The logic seems to be that since God is wise and loving, if unexpected thoughts come to one in prayer that are relevant to the subject at hand, they must come from God. In other words, since all cats have four legs, and all dogs have four legs, all cats are dogs. Can kind, loving and even wise thoughts not come from ourselves? Do not even nice people who are not believers- like Tanya Luhrman- have kind, loving and wise thoughts?  Yes, the unscriptural and presumptuous teachings of their churches, which confuse the extremely rare biblical precident of direct revelation from God with the normal, every day experience of the average believer (and do so totally without biblical support) do indeed form a filter through which charismatics interpret merely psychological phenomena common to all human beings, with or without the Holy Spirit. And who says that a feeling of peace is in any sense an indication of a thought's divine origin? If the teaching of Christ tells us anything, it is that the Holy Spirit's ministry will provoke violent opposition from the Old Self that continues to exist within us and war against the New. If the Old Self is cool with something, how is that proof that it comes from God?

There aren't many false teachings which have caused more spiritual misery and have led people to such profound and even ridiculous spiritual dead ends than the notion that God whispers in their ears- or that He can be expected to. Yes, we pray about our decisions and our circumstances. Yes, the Spirit brings the truth of His Word to our awareness, and helps us to apply it in the context of our lives. But in the last analysis, we are capable of being deceived, usually with the active complicity of our own fallen natures. Calling the products of our own psychology the voice of God doesn't protect us from being wrong. And while they are very good at rationalizing the experience away, those who rely on "God" to whisper advice directly into their ears while circumventing their own psychology very often are wrong. The late Professor Kurt Marquart of Concordia Theological Seminary in Fort Wayne used to tell the story of a "message" that came to a man at a Pentecostal church service that said that if the pastor would ride all over the county on a black horse preaching the Gospel, a great revival would take place.

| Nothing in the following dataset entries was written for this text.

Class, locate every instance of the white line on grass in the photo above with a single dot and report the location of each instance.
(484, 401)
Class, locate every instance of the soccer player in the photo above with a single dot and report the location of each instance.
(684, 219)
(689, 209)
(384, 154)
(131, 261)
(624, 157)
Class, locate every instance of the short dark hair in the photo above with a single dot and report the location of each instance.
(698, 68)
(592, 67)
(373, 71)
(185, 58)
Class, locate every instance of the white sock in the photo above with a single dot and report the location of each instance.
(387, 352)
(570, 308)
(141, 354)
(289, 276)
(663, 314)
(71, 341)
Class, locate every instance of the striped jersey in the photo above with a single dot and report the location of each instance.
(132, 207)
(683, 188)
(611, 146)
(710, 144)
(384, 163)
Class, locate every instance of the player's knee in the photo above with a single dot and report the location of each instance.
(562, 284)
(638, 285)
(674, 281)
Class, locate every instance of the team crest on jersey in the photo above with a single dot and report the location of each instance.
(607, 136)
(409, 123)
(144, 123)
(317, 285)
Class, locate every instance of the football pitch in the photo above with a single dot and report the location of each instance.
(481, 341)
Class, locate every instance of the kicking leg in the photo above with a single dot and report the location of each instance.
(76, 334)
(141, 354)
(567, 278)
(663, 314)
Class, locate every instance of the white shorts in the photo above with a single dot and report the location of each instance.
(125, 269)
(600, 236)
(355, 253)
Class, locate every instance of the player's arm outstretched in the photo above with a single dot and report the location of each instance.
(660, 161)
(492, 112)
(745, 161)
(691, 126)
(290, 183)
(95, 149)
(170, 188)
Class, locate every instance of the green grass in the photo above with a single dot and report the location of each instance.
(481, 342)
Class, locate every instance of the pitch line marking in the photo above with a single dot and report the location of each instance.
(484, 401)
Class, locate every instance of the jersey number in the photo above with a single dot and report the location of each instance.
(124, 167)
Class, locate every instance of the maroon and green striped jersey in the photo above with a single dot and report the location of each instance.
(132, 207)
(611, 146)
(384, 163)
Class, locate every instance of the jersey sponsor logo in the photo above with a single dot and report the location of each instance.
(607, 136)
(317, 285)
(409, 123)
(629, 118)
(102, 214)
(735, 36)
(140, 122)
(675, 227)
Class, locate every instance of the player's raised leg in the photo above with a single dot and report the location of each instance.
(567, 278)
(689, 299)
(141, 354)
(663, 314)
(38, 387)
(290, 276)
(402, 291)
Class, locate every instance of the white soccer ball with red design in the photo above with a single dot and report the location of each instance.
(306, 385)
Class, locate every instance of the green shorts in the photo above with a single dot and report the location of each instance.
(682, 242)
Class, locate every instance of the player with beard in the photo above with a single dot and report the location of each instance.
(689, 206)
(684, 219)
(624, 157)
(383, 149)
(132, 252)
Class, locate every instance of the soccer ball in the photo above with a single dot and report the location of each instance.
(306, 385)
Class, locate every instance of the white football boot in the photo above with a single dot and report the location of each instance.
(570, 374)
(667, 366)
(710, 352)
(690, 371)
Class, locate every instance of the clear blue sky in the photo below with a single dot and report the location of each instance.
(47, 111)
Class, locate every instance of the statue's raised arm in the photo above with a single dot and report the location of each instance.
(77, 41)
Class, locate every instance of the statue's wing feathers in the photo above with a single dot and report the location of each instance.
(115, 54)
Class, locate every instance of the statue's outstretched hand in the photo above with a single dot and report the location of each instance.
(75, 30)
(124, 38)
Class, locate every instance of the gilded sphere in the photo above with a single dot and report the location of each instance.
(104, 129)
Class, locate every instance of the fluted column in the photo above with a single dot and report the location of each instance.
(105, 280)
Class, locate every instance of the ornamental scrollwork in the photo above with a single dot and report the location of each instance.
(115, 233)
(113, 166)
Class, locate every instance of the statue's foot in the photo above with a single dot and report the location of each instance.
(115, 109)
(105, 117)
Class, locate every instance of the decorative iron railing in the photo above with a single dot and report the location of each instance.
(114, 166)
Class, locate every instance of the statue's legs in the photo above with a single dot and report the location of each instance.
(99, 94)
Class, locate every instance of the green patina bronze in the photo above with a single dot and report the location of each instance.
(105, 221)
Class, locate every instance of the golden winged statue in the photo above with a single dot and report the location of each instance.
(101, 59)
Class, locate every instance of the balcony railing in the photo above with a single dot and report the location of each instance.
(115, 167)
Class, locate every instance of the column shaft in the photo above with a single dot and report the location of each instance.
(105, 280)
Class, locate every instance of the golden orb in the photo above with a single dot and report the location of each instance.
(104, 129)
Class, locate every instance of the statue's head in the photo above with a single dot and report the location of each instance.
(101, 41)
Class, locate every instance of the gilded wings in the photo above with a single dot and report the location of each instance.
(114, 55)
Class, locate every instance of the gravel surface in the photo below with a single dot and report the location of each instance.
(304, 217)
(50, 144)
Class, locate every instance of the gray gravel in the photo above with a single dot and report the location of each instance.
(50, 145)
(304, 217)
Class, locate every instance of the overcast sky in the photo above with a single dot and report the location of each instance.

The congregation searched far and wide, but nowhere in the county were they able to find a black horse. So "God" sent them another message: Not to worry. A brown one would do.

Think about it.

I once heard a pastor describe the phenomenon known to theologians as "Enthusiasm" by inviting us to imagine the local high school football stadium filled to capacity some Friday night, and the fans enthusiastically cheering the efforts of the local eleven down on the field. 

Now imagine the same stadium, he said, on a Tuesday night. The same crowd is there, and they're cheering and hollering just as enthusiastically. Except when you look down on the field, there's no game going on.

Cheering and hollering are indeed real phenomena. But they do not necessarily mean that there's a football game going on, except in the imaginations of the crowd.